Ciel 2 Tracking

Jens Satre sent me a note that he put in a patch in that corrected the date error for 2009 TLE's (still some problems with Epochs from 2008 that he has yet to fix). It works fine on Ciel with all the drift rates, locations, oscillations, etc reporting correctly.

satellite-calculations.com

Still not working for me (showing Long = 99.something).

Brad
 
E5 seems to have made space. It's now at 128.8.

Time to start monitoring TPs 20, 24, 25, 26, and 29 (the inop/off TPs of E5) for activity. If you see signal here, you know it's from Ciel-2.
 
Is there some information about which transponders they will use for CONUS beam, and if those are going to be in HD or SD?
 
TPs 1-17 spot, 17-32 CONUS. (17 is switchable)

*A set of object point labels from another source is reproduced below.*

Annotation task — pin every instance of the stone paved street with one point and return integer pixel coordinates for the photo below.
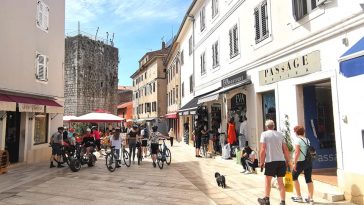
(186, 181)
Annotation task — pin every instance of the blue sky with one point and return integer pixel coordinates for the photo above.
(138, 25)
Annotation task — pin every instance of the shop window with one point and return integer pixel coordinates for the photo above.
(40, 128)
(269, 107)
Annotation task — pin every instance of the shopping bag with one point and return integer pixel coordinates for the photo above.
(288, 182)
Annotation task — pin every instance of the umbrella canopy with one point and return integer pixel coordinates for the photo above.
(69, 118)
(98, 117)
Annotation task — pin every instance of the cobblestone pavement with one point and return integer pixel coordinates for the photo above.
(188, 180)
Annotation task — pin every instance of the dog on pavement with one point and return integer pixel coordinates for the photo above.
(220, 180)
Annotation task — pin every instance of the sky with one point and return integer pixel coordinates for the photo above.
(138, 26)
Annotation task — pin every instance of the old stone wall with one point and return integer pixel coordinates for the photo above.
(91, 76)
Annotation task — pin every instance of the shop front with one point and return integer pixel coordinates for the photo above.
(26, 124)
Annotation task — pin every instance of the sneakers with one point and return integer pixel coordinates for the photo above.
(297, 199)
(264, 201)
(309, 201)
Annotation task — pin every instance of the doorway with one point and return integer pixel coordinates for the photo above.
(319, 123)
(12, 136)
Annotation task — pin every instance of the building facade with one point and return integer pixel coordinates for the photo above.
(91, 76)
(31, 80)
(294, 62)
(150, 88)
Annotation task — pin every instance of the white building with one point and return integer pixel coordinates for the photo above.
(278, 59)
(31, 80)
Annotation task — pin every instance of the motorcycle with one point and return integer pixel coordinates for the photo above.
(80, 158)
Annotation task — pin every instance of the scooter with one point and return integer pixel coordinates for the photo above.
(80, 158)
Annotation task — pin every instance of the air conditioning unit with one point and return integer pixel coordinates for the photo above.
(320, 2)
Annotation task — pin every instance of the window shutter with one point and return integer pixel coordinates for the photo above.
(257, 28)
(231, 42)
(264, 16)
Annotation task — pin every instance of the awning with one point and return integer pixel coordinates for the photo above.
(173, 115)
(352, 61)
(6, 104)
(31, 104)
(211, 97)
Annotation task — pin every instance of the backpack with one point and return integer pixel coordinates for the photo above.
(310, 153)
(146, 133)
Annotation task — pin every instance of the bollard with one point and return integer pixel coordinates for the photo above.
(4, 161)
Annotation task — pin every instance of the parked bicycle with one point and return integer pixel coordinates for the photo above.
(163, 155)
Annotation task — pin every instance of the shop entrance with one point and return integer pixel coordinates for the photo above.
(319, 123)
(12, 135)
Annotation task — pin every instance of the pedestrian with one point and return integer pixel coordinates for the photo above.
(133, 134)
(243, 132)
(56, 142)
(154, 143)
(231, 132)
(274, 157)
(300, 165)
(171, 136)
(115, 140)
(198, 135)
(97, 136)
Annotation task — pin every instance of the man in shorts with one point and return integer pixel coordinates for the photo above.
(274, 157)
(56, 142)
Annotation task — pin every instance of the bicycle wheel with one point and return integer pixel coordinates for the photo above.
(110, 162)
(168, 156)
(160, 161)
(126, 157)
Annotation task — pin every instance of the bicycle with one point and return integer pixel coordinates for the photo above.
(163, 155)
(205, 143)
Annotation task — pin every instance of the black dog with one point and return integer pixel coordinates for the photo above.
(220, 180)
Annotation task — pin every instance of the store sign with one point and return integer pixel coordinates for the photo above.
(7, 106)
(302, 65)
(23, 107)
(240, 77)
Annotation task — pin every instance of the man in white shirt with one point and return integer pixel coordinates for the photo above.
(274, 156)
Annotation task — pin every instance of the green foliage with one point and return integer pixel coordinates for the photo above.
(287, 133)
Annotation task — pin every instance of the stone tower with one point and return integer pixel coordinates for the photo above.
(91, 76)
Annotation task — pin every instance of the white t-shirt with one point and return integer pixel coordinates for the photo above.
(273, 141)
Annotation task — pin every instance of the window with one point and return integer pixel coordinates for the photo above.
(203, 63)
(302, 8)
(215, 54)
(183, 89)
(42, 67)
(261, 22)
(41, 128)
(182, 58)
(154, 106)
(42, 16)
(202, 19)
(233, 41)
(190, 45)
(215, 8)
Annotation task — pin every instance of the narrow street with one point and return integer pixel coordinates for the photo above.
(186, 181)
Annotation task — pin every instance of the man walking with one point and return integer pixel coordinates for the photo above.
(56, 142)
(274, 156)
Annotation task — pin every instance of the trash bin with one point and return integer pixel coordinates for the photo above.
(4, 161)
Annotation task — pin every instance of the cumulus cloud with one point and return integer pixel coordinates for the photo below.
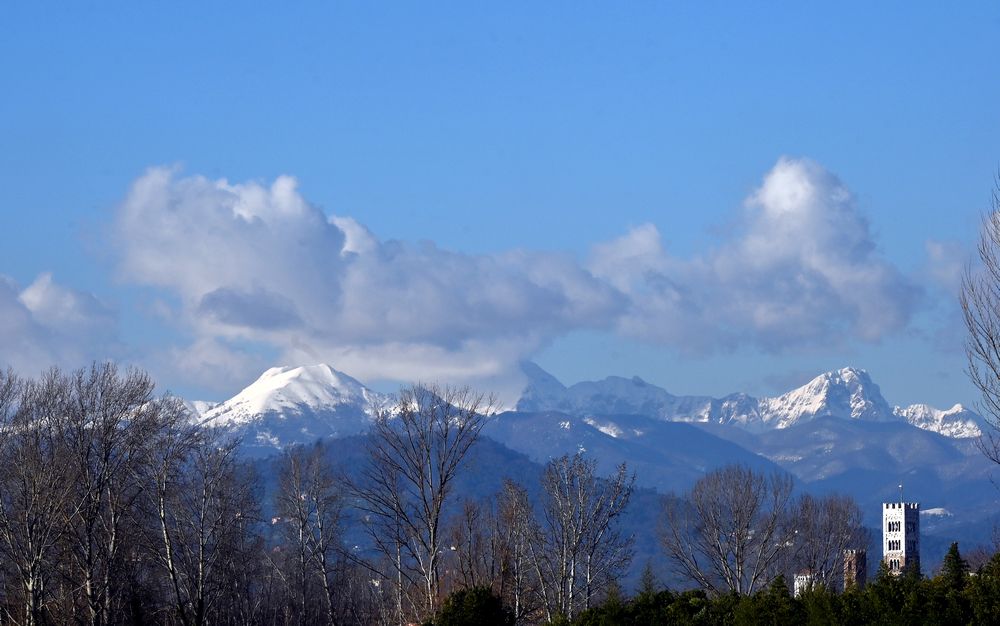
(46, 324)
(802, 268)
(256, 262)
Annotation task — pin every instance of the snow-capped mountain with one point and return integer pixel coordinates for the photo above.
(198, 408)
(848, 393)
(289, 405)
(957, 421)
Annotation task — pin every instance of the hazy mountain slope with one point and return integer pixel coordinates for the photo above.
(666, 455)
(848, 393)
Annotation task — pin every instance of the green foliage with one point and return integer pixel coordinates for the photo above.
(954, 570)
(773, 605)
(476, 606)
(953, 597)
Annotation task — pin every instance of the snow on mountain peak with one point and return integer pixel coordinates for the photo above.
(847, 393)
(288, 405)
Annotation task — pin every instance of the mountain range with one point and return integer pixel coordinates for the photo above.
(835, 433)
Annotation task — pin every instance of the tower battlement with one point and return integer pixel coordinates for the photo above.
(901, 505)
(901, 535)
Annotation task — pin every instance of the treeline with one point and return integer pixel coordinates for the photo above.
(117, 508)
(955, 596)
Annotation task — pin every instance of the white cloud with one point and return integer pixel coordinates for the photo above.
(46, 324)
(258, 263)
(803, 268)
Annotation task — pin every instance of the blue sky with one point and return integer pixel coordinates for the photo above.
(503, 150)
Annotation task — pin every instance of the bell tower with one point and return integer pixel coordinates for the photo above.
(901, 535)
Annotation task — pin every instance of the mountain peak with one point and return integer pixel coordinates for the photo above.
(847, 393)
(296, 404)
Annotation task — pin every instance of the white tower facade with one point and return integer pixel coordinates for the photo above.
(901, 535)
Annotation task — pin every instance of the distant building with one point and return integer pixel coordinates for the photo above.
(803, 582)
(855, 568)
(901, 535)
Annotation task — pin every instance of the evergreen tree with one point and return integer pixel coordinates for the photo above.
(954, 569)
(476, 606)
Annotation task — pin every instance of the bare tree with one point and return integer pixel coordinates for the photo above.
(518, 536)
(824, 527)
(475, 541)
(417, 447)
(110, 419)
(206, 508)
(583, 549)
(730, 531)
(36, 487)
(310, 505)
(980, 302)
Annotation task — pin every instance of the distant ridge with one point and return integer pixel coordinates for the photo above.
(848, 393)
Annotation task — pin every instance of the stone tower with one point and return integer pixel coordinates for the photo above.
(901, 535)
(855, 568)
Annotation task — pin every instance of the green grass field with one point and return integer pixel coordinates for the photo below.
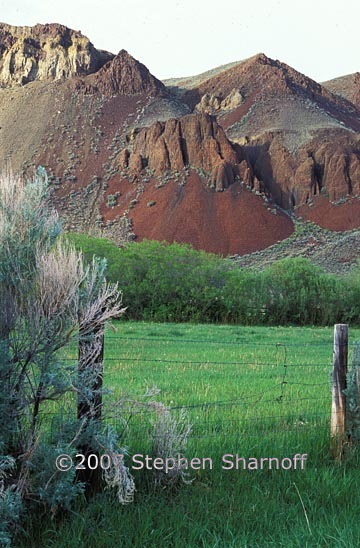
(256, 392)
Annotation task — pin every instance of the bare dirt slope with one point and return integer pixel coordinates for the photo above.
(208, 160)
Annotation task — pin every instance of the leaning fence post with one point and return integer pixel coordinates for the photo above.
(338, 405)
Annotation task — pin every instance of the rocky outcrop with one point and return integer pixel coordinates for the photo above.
(195, 141)
(211, 104)
(330, 167)
(123, 75)
(46, 53)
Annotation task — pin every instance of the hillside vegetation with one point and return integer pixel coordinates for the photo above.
(174, 282)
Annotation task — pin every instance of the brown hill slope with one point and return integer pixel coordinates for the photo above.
(301, 139)
(346, 86)
(208, 164)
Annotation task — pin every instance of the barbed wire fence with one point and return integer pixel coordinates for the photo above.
(296, 397)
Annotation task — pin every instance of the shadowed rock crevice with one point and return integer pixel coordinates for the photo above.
(196, 141)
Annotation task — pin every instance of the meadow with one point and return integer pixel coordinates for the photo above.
(252, 391)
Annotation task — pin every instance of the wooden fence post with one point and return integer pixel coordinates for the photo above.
(338, 405)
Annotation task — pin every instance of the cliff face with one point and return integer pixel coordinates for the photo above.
(46, 53)
(122, 75)
(131, 158)
(194, 141)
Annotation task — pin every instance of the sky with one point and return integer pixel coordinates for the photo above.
(185, 37)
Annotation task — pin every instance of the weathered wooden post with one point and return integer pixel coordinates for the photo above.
(90, 366)
(338, 405)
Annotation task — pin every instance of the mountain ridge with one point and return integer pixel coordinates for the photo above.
(224, 155)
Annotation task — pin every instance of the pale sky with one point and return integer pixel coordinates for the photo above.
(184, 37)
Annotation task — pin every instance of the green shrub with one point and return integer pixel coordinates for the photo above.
(174, 282)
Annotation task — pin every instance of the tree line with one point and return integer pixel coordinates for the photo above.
(174, 282)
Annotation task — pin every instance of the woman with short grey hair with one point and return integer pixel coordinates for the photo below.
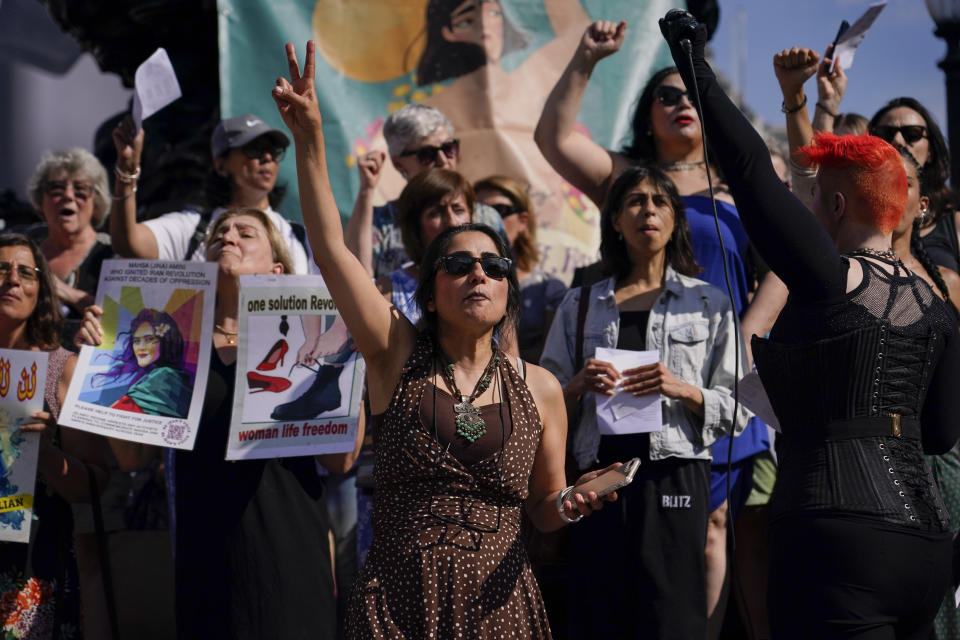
(69, 190)
(411, 124)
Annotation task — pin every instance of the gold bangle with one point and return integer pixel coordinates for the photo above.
(788, 110)
(125, 196)
(126, 178)
(825, 110)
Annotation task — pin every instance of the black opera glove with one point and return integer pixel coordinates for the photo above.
(680, 25)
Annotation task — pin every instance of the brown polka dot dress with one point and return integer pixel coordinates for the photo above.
(447, 560)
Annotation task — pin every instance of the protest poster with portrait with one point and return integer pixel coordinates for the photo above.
(299, 376)
(23, 378)
(145, 382)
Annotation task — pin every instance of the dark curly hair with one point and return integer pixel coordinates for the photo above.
(171, 348)
(43, 325)
(613, 250)
(916, 243)
(426, 288)
(642, 147)
(936, 171)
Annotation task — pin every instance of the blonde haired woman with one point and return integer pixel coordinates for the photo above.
(540, 292)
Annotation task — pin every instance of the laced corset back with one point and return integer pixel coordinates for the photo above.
(864, 356)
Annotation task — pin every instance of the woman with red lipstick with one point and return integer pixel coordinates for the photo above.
(39, 587)
(69, 189)
(650, 301)
(465, 439)
(666, 133)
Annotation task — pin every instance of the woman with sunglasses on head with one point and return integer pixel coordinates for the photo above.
(861, 369)
(433, 201)
(666, 133)
(540, 293)
(419, 138)
(645, 561)
(39, 581)
(70, 191)
(246, 154)
(465, 439)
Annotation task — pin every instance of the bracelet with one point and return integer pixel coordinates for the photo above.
(788, 110)
(128, 178)
(125, 196)
(563, 516)
(825, 110)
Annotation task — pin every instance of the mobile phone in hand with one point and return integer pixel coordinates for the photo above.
(610, 481)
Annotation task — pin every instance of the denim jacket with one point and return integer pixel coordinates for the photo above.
(691, 324)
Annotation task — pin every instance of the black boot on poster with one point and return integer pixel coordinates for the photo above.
(323, 395)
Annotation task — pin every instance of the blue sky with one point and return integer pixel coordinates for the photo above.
(898, 57)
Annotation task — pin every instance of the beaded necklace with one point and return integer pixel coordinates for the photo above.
(470, 424)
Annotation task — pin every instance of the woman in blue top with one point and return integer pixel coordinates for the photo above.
(666, 132)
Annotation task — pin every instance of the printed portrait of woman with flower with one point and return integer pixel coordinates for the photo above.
(151, 361)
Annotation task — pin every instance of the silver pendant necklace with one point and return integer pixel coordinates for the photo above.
(469, 423)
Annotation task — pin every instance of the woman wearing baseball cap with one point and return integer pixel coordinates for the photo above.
(246, 155)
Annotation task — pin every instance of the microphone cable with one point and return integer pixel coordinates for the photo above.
(731, 561)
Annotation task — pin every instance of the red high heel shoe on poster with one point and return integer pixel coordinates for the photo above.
(259, 382)
(277, 352)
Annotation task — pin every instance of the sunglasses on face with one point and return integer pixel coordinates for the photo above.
(255, 151)
(505, 210)
(461, 263)
(669, 96)
(26, 273)
(428, 155)
(58, 189)
(911, 132)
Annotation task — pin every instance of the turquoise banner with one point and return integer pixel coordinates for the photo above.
(374, 56)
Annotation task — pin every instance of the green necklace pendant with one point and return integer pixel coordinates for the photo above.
(469, 423)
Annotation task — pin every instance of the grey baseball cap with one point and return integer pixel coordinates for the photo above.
(236, 132)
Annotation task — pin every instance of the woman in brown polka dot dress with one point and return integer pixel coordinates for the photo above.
(464, 440)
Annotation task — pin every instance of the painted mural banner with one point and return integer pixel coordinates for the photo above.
(299, 387)
(23, 378)
(488, 65)
(146, 381)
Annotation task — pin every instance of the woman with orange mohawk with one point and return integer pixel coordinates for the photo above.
(861, 369)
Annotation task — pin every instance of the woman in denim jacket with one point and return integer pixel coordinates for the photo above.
(644, 561)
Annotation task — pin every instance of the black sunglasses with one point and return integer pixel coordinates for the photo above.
(911, 132)
(461, 263)
(255, 151)
(25, 272)
(505, 210)
(58, 189)
(428, 154)
(669, 96)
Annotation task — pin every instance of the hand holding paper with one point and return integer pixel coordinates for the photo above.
(155, 86)
(624, 412)
(848, 42)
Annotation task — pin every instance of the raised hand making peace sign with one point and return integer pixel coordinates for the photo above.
(297, 98)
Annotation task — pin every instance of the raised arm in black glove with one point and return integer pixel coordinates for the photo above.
(785, 233)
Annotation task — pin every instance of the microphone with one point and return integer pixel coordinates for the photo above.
(678, 26)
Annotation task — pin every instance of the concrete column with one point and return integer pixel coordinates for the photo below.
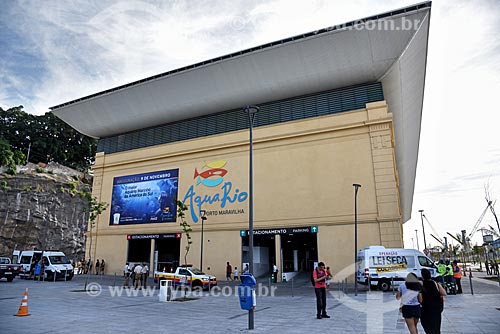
(279, 264)
(295, 260)
(152, 258)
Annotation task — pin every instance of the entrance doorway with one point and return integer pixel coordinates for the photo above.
(139, 250)
(264, 253)
(299, 251)
(169, 251)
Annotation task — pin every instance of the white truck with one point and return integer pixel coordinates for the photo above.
(187, 276)
(8, 270)
(55, 264)
(382, 267)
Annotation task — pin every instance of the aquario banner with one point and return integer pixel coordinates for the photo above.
(145, 198)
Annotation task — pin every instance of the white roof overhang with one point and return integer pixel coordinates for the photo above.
(345, 55)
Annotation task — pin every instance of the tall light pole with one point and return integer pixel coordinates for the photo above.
(356, 187)
(203, 216)
(252, 112)
(423, 228)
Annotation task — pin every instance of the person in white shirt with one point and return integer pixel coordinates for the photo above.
(408, 293)
(145, 274)
(126, 275)
(137, 276)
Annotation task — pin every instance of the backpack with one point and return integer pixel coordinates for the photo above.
(312, 278)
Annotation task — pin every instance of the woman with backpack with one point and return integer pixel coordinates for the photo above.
(408, 293)
(320, 276)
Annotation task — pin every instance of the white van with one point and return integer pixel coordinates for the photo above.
(381, 267)
(55, 263)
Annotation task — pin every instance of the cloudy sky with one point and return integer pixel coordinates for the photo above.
(55, 51)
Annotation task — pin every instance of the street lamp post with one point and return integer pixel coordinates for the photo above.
(203, 216)
(423, 229)
(252, 112)
(356, 188)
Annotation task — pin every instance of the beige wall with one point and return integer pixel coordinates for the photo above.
(303, 175)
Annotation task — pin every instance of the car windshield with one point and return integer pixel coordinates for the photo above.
(59, 259)
(196, 271)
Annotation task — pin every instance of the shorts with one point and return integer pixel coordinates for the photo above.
(411, 311)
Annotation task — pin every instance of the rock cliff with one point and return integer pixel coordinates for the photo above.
(42, 208)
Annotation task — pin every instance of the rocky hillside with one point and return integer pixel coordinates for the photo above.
(42, 208)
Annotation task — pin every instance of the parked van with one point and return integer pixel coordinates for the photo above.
(55, 264)
(381, 267)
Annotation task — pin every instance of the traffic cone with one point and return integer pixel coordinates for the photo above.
(23, 309)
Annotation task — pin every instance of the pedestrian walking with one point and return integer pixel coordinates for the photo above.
(137, 276)
(145, 274)
(320, 276)
(229, 270)
(457, 276)
(275, 273)
(329, 277)
(432, 300)
(408, 294)
(102, 266)
(126, 275)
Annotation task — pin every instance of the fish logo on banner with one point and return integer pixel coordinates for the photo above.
(213, 176)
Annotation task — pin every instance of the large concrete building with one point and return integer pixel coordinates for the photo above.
(338, 106)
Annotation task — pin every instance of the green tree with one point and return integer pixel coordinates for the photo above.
(47, 137)
(95, 208)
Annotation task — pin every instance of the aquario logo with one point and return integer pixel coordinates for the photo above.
(213, 176)
(210, 178)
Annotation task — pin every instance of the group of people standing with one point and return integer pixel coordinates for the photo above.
(491, 268)
(235, 272)
(422, 300)
(139, 274)
(84, 267)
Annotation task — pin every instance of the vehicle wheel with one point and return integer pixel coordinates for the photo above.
(384, 285)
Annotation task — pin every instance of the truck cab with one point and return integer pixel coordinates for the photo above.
(8, 269)
(384, 268)
(187, 276)
(53, 264)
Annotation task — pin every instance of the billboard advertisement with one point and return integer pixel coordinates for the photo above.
(144, 198)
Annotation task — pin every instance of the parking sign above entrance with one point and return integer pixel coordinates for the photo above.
(273, 231)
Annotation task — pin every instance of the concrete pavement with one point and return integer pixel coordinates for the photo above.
(64, 307)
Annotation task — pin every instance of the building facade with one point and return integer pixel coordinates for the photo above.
(327, 120)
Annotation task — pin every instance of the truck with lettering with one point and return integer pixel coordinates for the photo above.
(386, 268)
(8, 269)
(187, 276)
(54, 263)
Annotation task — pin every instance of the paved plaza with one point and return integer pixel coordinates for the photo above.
(64, 307)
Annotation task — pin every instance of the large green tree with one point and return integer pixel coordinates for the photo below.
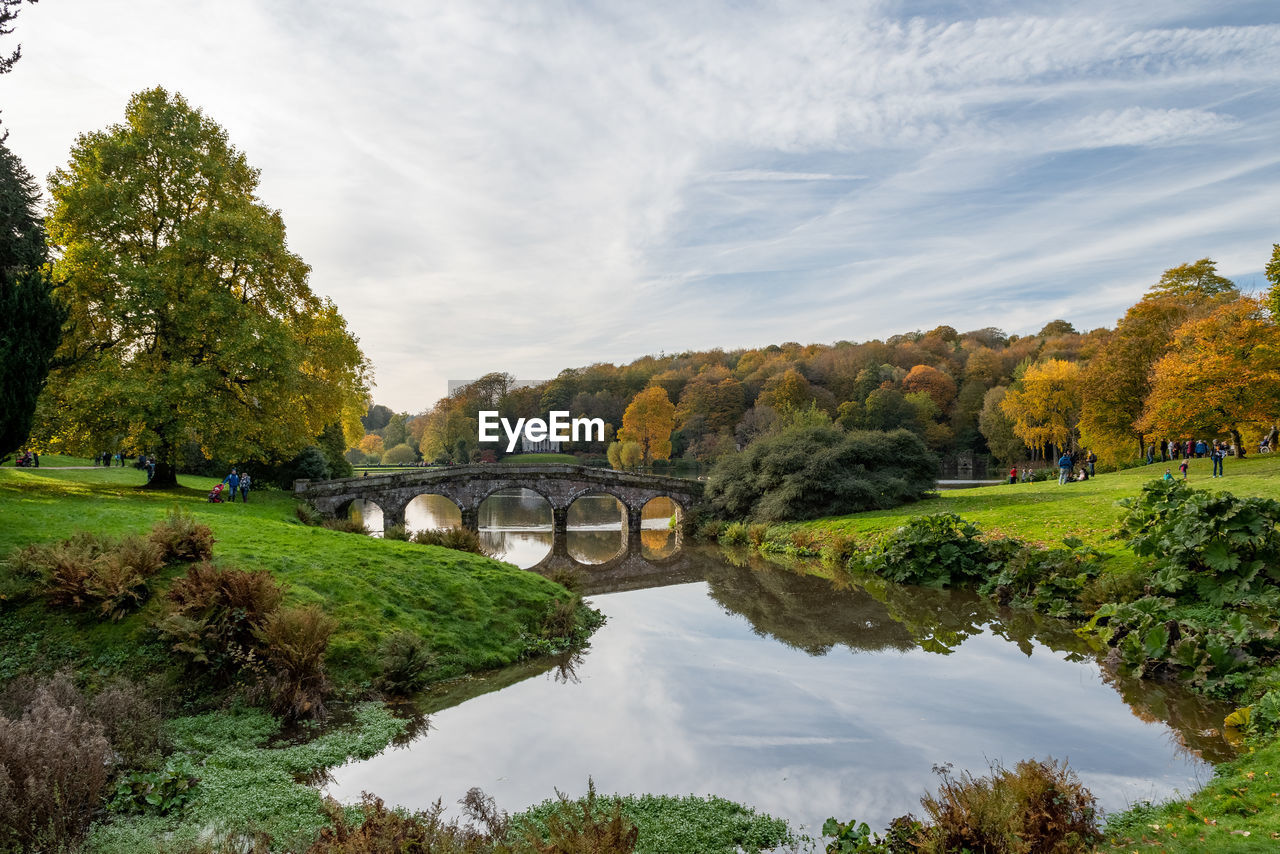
(190, 318)
(30, 318)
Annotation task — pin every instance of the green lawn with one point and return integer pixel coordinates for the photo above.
(1046, 512)
(54, 461)
(474, 611)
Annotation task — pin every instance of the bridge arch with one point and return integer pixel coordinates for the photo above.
(469, 485)
(421, 510)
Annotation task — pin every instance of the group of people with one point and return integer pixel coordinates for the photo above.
(1070, 467)
(231, 484)
(1188, 450)
(1217, 455)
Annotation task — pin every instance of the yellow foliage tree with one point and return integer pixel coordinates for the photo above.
(648, 421)
(1046, 407)
(1221, 371)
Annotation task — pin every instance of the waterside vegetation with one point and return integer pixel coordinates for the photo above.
(1171, 581)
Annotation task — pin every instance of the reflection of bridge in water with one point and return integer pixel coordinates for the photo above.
(629, 570)
(467, 487)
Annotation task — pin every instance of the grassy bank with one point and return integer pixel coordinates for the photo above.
(1189, 594)
(475, 612)
(1046, 511)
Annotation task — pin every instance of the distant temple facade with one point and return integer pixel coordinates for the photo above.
(545, 446)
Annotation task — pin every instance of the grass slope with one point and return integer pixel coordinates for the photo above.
(1239, 809)
(1046, 512)
(472, 610)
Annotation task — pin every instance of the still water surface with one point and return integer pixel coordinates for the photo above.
(795, 695)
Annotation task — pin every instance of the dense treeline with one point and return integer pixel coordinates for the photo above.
(1192, 359)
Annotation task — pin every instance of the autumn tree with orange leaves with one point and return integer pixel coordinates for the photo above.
(1045, 407)
(1220, 373)
(649, 421)
(932, 382)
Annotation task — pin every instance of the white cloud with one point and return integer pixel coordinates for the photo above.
(528, 187)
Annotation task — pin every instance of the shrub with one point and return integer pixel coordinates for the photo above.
(937, 549)
(182, 539)
(1038, 807)
(155, 791)
(132, 722)
(344, 525)
(837, 548)
(405, 663)
(803, 543)
(1208, 547)
(401, 455)
(568, 578)
(293, 645)
(814, 470)
(90, 571)
(561, 619)
(583, 827)
(54, 766)
(67, 567)
(382, 830)
(115, 587)
(1048, 580)
(464, 539)
(214, 615)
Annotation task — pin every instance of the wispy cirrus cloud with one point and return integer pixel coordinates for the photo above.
(525, 187)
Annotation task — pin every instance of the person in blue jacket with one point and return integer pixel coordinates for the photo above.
(232, 482)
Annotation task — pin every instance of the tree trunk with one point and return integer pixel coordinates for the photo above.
(167, 467)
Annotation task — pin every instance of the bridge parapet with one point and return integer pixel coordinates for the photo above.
(469, 485)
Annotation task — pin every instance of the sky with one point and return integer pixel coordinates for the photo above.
(534, 186)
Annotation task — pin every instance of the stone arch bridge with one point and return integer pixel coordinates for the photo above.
(469, 485)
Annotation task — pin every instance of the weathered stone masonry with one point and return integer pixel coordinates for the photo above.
(469, 485)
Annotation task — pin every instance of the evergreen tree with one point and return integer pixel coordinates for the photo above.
(30, 318)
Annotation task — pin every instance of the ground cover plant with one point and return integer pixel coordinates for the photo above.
(475, 613)
(1179, 583)
(812, 470)
(228, 772)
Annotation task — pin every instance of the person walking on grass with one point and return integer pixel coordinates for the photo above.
(232, 482)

Transponder doesn't care if it is broadcasting HD or SD, but we'll see mostly HD on Ciel-2, perhaps with the exception of some SD locals.
 
The last epoch was at around 11 PM MST on Jan 26. The drift rate is still at around 2 degrees per day. I am thinking the next reading will show this guy slowing down ...
 
Why would they slow it down at all? If a 5 minute burn (just for the sake of discussion) took it from 0 deg per day to 2 deg per day, then wouldn't they just do another 5 minute burn the opposite way when they were 5 minutes away from 129?

Point being, why do 5, 1 minute burns and slow it down over hours instead of a single burn at the right time?

Replace 5 minutes with 30 seconds or 2 hours or whatever it really is.
 
It's the same as slowing down gradually to a stop light vs. locking up the brakes at the last possible moment. You'll hit the same mark, but the first one gives a lot more room to correct for error.
 
I didn't think it was the same. I thought that since the amount of thrust could be measured so exactly there really would be no error.

Part of the reason I slow down at a stop light is because I'm burning fuel the whole time I rush up to it. Slamming on the breaks is wasting gas. Even if I didn't care about that, I really can't be 100% sure how much pressure I'm giving to the breaks, how well the tires and road will grip, etc.. I don't know much pressure will be needed to stop the motion.

In space, all of that is removed. 200 lbs of thrust to the east should be exactly canceled by 200 lbs of thrust to the west, right? Just trying to understand better.